MySQL Connector/Python Developer Guide  /  Guidelines for Python Developers

Chapter 2 Guidelines for Python Developers

The following guidelines cover aspects of developing MySQL applications that might not be immediately obvious to developers coming from a Python background:

  • For security, do not hardcode the values needed to connect and log into the database in your main script. Python has the convention of a config.py module, where you can keep such values separate from the rest of your code.

  • Python scripts often build up and tear down large data structures in memory, up to the limits of available RAM. Because MySQL often deals with data sets that are many times larger than available memory, techniques that optimize storage space and disk I/O are especially important. For example, in MySQL tables, you typically use numeric IDs rather than string-based dictionary keys, so that the key values are compact and have a predictable length. This is especially important for columns that make up the primary key for an InnoDB table, because those column values are duplicated within each secondary index.

  • Any application that accepts input must expect to handle bad data.

    The bad data might be accidental, such as out-of-range values or misformatted strings. The application can use server-side checks such as unique constraints and NOT NULL constraints, to keep the bad data from ever reaching the database. On the client side, use techniques such as exception handlers to report any problems and take corrective action.

    The bad data might also be deliberate, representing an SQL injection attack. For example, input values might contain quotation marks, semicolons, % and _ wildcard characters and other characters significant in SQL statements. Validate input values to make sure they have only the expected characters. Escape any special characters that could change the intended behavior when substituted into an SQL statement. Never concatenate a user input value into an SQL statement without doing validation and escaping first. Even when accepting input generated by some other program, expect that the other program could also have been compromised and be sending you incorrect or malicious data.
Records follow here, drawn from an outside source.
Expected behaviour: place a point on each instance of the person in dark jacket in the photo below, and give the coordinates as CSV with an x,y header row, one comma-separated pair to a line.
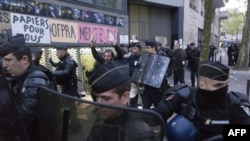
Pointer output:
x,y
193,57
230,52
27,78
178,61
210,106
36,54
108,54
65,76
114,124
65,72
212,49
133,61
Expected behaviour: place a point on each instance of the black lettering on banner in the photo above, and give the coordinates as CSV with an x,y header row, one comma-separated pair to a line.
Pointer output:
x,y
4,18
33,38
239,132
63,31
31,20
  • Because the result sets from SQL queries can be very large, use the appropriate method to retrieve items from the result set as you loop through them. fetchone() retrieves a single item, when you know the result set contains a single row. fetchall() retrieves all the items, when you know the result set contains a limited number of rows that can fit comfortably into memory. fetchmany() is the general-purpose method when you cannot predict the size of the result set: you keep calling it and looping through the returned items, until there are no more results to process.
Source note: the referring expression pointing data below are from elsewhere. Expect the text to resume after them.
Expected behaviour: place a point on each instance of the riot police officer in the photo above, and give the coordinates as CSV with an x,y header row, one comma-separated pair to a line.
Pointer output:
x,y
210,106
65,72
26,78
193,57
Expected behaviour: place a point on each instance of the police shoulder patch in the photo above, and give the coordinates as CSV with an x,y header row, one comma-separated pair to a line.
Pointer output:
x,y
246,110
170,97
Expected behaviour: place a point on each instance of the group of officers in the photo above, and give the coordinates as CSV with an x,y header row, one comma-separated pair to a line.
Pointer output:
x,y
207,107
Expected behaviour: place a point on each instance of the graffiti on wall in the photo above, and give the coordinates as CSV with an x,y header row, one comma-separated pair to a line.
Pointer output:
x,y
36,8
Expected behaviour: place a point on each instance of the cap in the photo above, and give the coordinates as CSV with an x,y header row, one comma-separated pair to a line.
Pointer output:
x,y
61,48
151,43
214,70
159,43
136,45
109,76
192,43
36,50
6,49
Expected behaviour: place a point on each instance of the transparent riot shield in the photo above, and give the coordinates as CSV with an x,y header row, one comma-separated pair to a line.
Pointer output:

  • Since Python already has convenient modules such as pickle and cPickle to read and write data structures on disk, data that you choose to store in MySQL instead is likely to have special characteristics:

    • Too large to all fit in memory at one time. You use SELECT statements to query only the precise items you need, and aggregate functions to perform calculations across multiple items. You configure the innodb_buffer_pool_size option within the MySQL server to dedicate a certain amount of RAM for caching table and index data.

    • Too complex to be represented by a single data structure. You divide the data between different SQL tables. You can recombine data from multiple tables by using a join query. You make sure that related data is kept in sync between different tables by setting up foreign key relationships.

    • Updated frequently, perhaps by multiple users simultaneously. The updates might only affect a small portion of the data, making it wasteful to write the whole structure each time. You use the SQL INSERT, UPDATE, and DELETE statements to update different items concurrently, writing only the changed values to disk. You use InnoDB tables and transactions to keep write operations from conflicting with each other, and to return consistent query results even as the underlying data is being updated.

  • Using MySQL best practices for performance can help your application to scale without requiring major rewrites and architectural changes. See Optimization for best practices for MySQL performance. It offers guidelines and tips for SQL tuning, database design, and server configuration.

  • You can avoid reinventing the wheel by learning the MySQL SQL statements for common operations: operators to use in queries, techniques for bulk loading data, and so on. Some statements and clauses are extensions to the basic ones defined by the SQL standard. See Data Manipulation Statements, Data Definition Statements, and SELECT Statement for the main classes of statements.

  • Issuing SQL statements from Python typically involves declaring very long, possibly multi-line string literals. Because string literals within the SQL statements could be enclosed by single quotation, double quotation marks, or contain either of those characters, for simplicity you can use Python's triple-quoting mechanism to enclose the entire statement. For example:

    '''It doesn't matter if this string contains 'single'
    or "double" quotes, as long as there aren't 3 in a
    row.'''

    You can use either of the ' or " characters for triple-quoting multi-line string literals.

  • Many of the secrets to a fast, scalable MySQL application involve using the right syntax at the very start of your setup procedure, in the CREATE TABLE statements. For example, Oracle recommends the ENGINE=INNODB clause for most tables, and makes InnoDB the default storage engine in MySQL 5.5 and up. Using InnoDB tables enables transactional behavior that helps scalability of read-write workloads and offers automatic crash recovery. Another recommendation is to declare a numeric primary key for each table, which offers the fastest way to look up values and can act as a pointer to associated values in other tables (a foreign key). Also within the CREATE TABLE statement, using the most compact column data types that meet your application requirements helps performance and scalability because that enables the database server to move less data back and forth between memory and disk.